COEUR COUR PLANTE KEROUANTON

COEUR COUR PLANTE KEROUANTON

COEUR COUR PLANTE KEROUANTON

COEUR COUR PLANTE KEROUANTON    Vues en date du 27 juin. Le répit de la composition et de la plantation (voire de la peinture) enfin ?

 

   Depuis 2 ans, je m'évertue à rendre plus vivante et intime la cour du Village.

   - Le sol est maigre, ingrat, résultat d'un décapage féroce dans la pente naturelle, nécessaire à l'édification des bâtiments en terre (bauge), encore appauvri d'un nappage de graviers (avec sorte de mâchefer) probablement dans les années 70.

   Un filet d'humus hyper-sensible a fini par conquérir la surface, sujet aux moindres mouvements du ciel : le plus souvent garni de touffes pionnières que j'égalise régulièrement, mousses et herbes brûlées à l'occasion, comme lors des grandes chaleurs que nous venons de connaître.

   - La passion des plantes m'a d'abord fait entreposer au pied de l'hôté* les végétaux en attente de vrai sol et d'emplacement idoine, avec un questionnement permanent devant l'ampleur des lieux et ses disgrâces  dont l'imposant des bâtiments principaux (hauts et implantés en L) plutôt brutal hors champ lointain, fort patiné de surcroît.

   L'an dernier, le premier déclic de l'organisation s'est fait sur la base de grands pots en plastique très bon marché. Et l'emballement - double ! - a fait le reste, avec l'affirmation d'une division franche de l'espace, d'abord infructueuse (essai trop bas en 2021) dans l'idée d'un plan d'eau régulateur), et... cette année, la naissance d'une sorte de deuxième cour dans la cour.

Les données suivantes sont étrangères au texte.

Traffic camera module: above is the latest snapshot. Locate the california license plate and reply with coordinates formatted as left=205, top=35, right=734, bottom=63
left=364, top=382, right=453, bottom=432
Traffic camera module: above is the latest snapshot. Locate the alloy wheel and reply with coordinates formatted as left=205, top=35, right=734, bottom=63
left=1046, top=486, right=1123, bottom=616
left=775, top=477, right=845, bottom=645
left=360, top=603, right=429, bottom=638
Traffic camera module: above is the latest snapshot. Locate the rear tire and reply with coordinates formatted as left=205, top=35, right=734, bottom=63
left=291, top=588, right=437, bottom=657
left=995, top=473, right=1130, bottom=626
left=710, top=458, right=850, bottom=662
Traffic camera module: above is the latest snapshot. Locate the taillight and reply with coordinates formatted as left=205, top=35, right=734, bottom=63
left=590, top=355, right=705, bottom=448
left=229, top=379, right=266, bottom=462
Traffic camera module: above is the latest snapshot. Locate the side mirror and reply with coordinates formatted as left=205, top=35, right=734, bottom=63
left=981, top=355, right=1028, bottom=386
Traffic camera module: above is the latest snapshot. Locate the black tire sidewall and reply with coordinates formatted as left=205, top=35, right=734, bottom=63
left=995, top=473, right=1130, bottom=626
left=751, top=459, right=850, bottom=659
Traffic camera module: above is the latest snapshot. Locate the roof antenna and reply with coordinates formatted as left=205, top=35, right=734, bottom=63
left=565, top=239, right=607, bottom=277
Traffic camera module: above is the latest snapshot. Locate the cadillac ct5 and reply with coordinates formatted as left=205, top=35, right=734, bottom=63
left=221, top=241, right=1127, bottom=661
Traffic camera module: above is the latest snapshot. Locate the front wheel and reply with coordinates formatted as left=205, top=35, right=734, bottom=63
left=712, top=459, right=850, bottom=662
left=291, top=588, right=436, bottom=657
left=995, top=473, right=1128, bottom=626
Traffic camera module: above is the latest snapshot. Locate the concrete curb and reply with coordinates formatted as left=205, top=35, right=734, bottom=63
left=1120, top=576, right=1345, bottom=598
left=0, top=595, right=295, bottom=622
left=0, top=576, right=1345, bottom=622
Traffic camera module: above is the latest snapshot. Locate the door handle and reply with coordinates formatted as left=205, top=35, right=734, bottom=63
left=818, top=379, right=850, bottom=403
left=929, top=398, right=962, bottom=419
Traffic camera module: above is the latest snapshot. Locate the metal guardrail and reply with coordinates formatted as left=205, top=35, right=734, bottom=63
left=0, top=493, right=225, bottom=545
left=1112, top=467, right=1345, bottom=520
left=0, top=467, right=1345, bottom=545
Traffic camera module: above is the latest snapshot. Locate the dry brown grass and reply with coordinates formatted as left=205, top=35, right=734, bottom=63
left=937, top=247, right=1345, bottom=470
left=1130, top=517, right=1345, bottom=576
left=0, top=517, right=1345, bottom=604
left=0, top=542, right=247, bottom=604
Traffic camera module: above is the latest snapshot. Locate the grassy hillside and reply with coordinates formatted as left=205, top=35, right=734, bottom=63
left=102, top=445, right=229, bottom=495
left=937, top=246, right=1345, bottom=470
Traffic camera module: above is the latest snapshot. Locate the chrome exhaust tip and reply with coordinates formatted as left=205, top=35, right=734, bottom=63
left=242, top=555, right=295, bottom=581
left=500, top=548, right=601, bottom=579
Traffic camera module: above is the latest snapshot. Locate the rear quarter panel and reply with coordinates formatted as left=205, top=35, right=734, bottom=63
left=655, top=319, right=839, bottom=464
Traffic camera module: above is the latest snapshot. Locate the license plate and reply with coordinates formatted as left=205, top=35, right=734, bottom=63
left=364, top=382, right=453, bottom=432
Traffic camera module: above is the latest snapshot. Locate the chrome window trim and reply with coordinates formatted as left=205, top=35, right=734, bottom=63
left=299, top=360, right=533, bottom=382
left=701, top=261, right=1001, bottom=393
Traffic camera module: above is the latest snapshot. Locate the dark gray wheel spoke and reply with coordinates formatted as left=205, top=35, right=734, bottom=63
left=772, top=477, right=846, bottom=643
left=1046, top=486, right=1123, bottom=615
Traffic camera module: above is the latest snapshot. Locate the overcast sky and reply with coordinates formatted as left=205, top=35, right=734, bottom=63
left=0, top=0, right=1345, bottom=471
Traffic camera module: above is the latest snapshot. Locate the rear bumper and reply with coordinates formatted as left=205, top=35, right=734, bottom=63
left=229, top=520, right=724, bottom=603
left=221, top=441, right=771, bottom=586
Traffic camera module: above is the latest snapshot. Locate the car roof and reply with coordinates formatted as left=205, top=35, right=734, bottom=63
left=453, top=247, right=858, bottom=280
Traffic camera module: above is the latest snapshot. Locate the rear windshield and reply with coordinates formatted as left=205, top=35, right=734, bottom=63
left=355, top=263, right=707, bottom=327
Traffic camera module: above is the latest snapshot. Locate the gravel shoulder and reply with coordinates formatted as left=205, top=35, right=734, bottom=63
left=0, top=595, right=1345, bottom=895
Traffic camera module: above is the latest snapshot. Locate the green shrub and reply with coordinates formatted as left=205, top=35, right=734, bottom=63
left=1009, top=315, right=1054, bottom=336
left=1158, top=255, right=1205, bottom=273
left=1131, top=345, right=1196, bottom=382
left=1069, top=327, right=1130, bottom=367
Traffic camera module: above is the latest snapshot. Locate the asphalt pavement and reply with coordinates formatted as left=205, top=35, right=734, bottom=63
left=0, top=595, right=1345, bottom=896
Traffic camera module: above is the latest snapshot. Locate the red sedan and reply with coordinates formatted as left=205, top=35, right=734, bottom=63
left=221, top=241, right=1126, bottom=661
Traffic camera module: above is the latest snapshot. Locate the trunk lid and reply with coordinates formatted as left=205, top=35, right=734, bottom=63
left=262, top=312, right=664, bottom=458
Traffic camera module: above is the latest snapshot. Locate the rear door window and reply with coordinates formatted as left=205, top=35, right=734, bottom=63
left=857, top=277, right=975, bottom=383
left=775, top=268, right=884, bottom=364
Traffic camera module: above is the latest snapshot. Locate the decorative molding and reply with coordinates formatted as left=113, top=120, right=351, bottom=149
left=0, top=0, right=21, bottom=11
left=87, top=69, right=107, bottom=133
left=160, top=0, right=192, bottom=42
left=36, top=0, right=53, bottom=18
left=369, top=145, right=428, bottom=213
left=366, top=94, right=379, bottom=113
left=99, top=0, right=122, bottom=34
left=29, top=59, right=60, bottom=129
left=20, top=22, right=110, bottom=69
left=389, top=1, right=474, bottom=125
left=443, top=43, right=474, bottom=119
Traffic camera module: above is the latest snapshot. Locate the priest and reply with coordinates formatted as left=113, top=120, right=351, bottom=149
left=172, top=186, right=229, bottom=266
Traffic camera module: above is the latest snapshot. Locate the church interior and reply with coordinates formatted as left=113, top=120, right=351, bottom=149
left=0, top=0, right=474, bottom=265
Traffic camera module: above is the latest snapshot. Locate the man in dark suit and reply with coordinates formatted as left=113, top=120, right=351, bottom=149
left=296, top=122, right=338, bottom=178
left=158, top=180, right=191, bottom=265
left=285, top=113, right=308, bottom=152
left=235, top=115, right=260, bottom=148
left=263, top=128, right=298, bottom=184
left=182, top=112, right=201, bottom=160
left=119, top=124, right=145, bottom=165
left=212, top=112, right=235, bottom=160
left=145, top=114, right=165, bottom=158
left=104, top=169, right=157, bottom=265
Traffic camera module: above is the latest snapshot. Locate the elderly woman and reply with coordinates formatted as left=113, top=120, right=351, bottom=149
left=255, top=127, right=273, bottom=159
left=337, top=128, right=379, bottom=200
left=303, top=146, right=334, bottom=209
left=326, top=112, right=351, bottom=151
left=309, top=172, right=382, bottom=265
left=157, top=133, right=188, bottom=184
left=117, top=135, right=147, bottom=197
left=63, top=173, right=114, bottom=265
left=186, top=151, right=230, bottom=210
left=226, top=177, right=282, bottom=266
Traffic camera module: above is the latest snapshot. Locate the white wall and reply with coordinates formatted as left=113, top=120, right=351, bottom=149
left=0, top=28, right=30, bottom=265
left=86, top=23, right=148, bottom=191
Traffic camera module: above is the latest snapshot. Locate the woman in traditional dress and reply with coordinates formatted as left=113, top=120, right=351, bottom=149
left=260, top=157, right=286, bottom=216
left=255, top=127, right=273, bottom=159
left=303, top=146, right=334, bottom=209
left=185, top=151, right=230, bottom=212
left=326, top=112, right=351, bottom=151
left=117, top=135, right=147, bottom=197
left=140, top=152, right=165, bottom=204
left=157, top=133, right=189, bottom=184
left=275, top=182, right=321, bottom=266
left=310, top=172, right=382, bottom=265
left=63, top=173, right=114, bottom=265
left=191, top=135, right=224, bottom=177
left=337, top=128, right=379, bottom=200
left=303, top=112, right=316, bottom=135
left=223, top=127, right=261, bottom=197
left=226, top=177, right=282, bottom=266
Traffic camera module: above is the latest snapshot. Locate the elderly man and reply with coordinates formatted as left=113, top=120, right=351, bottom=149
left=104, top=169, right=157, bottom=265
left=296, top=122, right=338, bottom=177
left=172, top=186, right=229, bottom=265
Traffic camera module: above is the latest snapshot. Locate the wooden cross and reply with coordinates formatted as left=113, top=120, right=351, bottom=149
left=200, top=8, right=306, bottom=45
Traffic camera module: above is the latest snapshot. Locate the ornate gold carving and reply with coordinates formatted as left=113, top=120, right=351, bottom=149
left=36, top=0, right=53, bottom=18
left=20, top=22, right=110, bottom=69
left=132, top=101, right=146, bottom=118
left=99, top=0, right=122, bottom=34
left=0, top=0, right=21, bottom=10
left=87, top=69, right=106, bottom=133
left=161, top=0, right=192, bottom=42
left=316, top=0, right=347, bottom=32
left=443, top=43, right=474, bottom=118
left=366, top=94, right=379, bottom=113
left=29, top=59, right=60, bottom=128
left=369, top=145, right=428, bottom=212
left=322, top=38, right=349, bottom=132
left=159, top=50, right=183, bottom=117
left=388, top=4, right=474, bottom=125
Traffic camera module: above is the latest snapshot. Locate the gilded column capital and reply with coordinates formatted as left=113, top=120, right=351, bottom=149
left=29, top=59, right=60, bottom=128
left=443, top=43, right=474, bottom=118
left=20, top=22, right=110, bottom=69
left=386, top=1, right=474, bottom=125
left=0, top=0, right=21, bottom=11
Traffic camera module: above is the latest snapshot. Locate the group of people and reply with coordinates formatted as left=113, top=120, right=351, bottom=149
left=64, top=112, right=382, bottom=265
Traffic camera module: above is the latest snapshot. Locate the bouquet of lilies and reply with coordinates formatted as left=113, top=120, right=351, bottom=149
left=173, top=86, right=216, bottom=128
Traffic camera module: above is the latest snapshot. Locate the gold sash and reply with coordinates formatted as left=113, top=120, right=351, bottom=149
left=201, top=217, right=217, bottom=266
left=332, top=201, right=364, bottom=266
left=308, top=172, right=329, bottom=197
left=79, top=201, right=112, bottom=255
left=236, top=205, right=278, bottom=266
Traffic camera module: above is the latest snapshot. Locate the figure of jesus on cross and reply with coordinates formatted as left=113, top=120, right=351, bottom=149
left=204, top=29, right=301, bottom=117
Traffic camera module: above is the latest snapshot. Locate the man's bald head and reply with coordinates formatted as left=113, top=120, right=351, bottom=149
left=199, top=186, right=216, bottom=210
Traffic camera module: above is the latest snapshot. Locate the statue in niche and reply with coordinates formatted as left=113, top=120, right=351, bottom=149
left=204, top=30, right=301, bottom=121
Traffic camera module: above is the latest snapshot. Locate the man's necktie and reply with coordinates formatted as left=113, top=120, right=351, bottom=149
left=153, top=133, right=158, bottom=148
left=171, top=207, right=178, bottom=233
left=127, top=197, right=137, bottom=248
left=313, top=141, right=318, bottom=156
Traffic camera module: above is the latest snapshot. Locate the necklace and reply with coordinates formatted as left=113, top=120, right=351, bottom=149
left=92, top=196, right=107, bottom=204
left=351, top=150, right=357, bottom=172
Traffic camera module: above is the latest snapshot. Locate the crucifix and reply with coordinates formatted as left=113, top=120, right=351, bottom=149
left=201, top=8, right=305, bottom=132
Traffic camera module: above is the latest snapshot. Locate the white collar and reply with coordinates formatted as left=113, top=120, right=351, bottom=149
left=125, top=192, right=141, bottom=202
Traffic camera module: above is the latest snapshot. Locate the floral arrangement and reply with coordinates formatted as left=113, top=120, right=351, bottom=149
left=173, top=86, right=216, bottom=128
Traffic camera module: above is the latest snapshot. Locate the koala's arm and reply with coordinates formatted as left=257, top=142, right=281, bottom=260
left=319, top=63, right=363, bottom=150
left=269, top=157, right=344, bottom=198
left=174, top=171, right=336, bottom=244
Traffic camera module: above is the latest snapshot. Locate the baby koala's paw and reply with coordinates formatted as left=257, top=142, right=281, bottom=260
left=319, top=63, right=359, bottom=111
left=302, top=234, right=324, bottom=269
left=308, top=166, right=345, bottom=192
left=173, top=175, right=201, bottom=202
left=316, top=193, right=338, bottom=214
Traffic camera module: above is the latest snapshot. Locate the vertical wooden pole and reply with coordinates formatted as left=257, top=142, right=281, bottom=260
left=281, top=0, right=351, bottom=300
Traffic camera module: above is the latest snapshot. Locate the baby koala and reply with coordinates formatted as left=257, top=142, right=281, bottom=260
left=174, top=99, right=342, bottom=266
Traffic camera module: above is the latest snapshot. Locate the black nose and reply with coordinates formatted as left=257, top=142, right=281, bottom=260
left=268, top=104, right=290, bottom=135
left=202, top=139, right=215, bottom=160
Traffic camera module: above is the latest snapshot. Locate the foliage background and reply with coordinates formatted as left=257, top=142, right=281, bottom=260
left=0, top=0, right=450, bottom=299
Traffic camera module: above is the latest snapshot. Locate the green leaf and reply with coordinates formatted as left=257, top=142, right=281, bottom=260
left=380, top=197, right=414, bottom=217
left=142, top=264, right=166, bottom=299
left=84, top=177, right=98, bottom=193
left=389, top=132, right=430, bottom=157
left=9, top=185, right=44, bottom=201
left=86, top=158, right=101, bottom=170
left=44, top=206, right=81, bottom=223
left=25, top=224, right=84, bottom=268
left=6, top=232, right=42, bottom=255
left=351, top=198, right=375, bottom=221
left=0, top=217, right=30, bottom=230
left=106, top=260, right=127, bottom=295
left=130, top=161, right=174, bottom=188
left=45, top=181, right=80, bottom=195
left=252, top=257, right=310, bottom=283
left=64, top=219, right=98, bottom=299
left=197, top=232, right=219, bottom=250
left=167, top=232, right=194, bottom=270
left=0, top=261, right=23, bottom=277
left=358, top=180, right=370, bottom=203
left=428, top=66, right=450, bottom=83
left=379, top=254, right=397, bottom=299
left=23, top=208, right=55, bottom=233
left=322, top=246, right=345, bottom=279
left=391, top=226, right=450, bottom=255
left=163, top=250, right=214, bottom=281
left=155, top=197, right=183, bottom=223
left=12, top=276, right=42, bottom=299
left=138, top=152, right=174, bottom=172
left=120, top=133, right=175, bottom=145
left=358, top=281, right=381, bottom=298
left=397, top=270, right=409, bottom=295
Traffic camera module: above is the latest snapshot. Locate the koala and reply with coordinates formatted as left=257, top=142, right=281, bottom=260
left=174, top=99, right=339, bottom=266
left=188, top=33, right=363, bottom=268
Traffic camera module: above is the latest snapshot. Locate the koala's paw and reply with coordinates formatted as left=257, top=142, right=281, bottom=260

   Autre foyer, autre noyau d'accueil ?

   (* L'hôté étant ce foyer domestique - fondamentalement visé.)

   A l'air libre !

   - Pour l'architecte, le test de la quantité, du faux plein (points de saturation), des lignes pures (carrés, cercles, perspectives) assouplies voire débordées, des harmonies colorées et formelles, des jeux de relations, etc. a monté en effervescence et atteint certains combles, à l'identique de l'intérieur de la maison d'ailleurs...

   La diversité des espèces botaniques disponible même en petit budget y a trouvé une expression entre "jardin sauvage" et netteté à la française que je préfère encore nommer expérimentale, tant la recherche y a été - et y est - incessante, livrée aux contingences et idées, versées au jour le jour dans un tableau, une sculpture, que dis-je ! : une architecture, amplement nourrie de sauges, de gaillardes, de ricin et autres splendeurs (que l'Homme a su co-élaborer avec dame Nature).

   - La croissance végétale a dit et dira son mot !

   Le dernier ?

 

VERS LES GRANGES KEROUANTON   Selon la hauteur de la prise photographique, la forêt guette ! En date d'hier.

 

   Post scriptum :

   "Jardin sauvage"... De la formule à la représentation. Et de la réalité ?

    Selon de Précy...

      Miracles.

         Davantage.

   (Avec la LPO, modestement.)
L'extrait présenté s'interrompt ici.